We are what we are in relationship. We can be our best selves, excel our growth, and actualize unimaginable potential that is unobtainable as an individual. And, we also often find ourselves relating in ways that confound us, uncertain how much to invest in a particular relationship, wondering why we repeat patterns, and how we've developed habits of relating that cause stress and discord. I use what I have found to be the best of several approaches to couples and family counseling. I use elements of Emotionally Focused Therapy, helping everyone involved to deescalate conflicts and define their underlying needs, fears, and desires, creating a stronger and more emotionally safe bond, and Imago Relationship Therapy, working to better understand how our primary attachments have shaped the patterns and cycles we find ourselves in now, and using that information to help individuals use conflict as a constructive stepping stone for building a bridge toward a more connected and attached relationship. As in all of my therapy, I place primary importance on the experiential and how we are in the current moment together, using interactions and communications in the therapy room to foster a new way of interacting and experiencing one another.
https://www.goodtherapy.org/learn-about-therapy/types/emotionally-focused-therapy
https://www.goodtherapy.org/learn-about-therapy/types/imago
Feature 2
My approach to counseling people in relationship is for us to begin to attend to the third entity that is created by the two of you, that third is my client as well and must be understood and attended to in the way any individual would be in therapy. What is the experience of being with each other, how is it different than when you are alone, how did this particular collection of 2 people come into being, what is enhanced, triggered, overlooked when you're together, what is your ideal way of being with each other and in the world, what are you both subconsciously trying to heal in being attached to each other and how can you help each other to become aware of your subconscious motivations and fears and begin to help each other heal so that you can grow together and become the people you want to be?

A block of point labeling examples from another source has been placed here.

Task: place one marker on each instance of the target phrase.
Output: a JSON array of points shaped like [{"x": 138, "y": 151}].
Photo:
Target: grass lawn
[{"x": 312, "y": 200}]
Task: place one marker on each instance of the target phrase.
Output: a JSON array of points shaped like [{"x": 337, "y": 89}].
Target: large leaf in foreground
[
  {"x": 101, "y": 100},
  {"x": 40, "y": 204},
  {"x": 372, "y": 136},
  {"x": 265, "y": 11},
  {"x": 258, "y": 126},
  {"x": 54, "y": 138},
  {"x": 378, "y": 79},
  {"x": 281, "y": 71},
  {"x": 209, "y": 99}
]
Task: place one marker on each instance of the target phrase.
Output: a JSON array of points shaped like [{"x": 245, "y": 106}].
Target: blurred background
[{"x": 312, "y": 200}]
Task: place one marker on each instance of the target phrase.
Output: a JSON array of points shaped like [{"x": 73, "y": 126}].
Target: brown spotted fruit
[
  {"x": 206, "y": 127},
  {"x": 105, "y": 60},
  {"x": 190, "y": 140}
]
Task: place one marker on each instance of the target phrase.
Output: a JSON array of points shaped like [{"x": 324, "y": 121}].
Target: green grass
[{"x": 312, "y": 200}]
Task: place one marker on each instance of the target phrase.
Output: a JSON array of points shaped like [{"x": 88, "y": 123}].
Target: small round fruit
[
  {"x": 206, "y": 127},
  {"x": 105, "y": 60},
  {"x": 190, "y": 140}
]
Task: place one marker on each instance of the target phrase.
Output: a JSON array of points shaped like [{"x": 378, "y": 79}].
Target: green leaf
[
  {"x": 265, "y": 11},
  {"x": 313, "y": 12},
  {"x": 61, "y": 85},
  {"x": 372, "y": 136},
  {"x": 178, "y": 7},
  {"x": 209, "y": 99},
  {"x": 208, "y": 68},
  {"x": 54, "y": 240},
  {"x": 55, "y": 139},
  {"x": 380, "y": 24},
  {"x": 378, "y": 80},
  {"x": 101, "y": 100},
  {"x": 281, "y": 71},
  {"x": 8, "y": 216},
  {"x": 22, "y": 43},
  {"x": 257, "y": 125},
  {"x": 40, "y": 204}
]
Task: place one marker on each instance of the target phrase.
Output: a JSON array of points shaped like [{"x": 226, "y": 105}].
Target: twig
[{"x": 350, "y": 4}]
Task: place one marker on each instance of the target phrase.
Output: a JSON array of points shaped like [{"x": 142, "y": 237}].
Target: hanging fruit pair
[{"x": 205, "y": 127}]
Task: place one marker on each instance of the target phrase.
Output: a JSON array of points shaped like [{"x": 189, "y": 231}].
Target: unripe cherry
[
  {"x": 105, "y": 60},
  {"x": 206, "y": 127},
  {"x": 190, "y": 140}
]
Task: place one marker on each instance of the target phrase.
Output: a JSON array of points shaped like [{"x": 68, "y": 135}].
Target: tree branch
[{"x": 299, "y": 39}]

Couples counseling in general has shown to be extremely effective. Simply committing to working on the relationship together, increasing communication, and having a third party help to identify negative cycles can begin to build positive cycles and work through the most difficult points in your relationship.
Feature 3
Romantic relationships tend to have well-defined stages that are shared by most couples. The well-known saying, "seven year itch" refers to the statistical fact that the majority of divorces happen around the 7 year mark (often accelerated by external negative events or slowed down by frequent absences). Couples who sailed through the honeymoon stage, struggled through the disillusionment stage, and did some harm to the relationship during the finding independence stage, often come in to counseling as a last resort during this make it or break it stage. If you find yourself there, know that there is hope! This is a normal progression of committed relationships and being at a crossroads means you both have a choice. Being in counseling at this stage can help to stop the damage being done to your relationship and give you a path that you can walk together toward a more connected, honest, communicative, and authentic relationship that is thriving, instead of simply surviving. Even if individuals have acted outside of the relationship through infidelity, secrecy, heavily investing in activities that are not relationship-conducive, not all is lost. To forgive, rebuild trust, and be open to the possibility that each person is capable of recommitting and changing in drastic ways, then a whole new relationship has to be created. But first both people need to grieve the loss, and let go, of the old relationship, to process the hurt caused, and to recommit to starting a whole new journey- one of openness, vulnerability, and growth. Once people have done this, so much is possible! By committing to a therapeutic process now, you're giving yourselves the best chance at fulfilling your relationship's potential.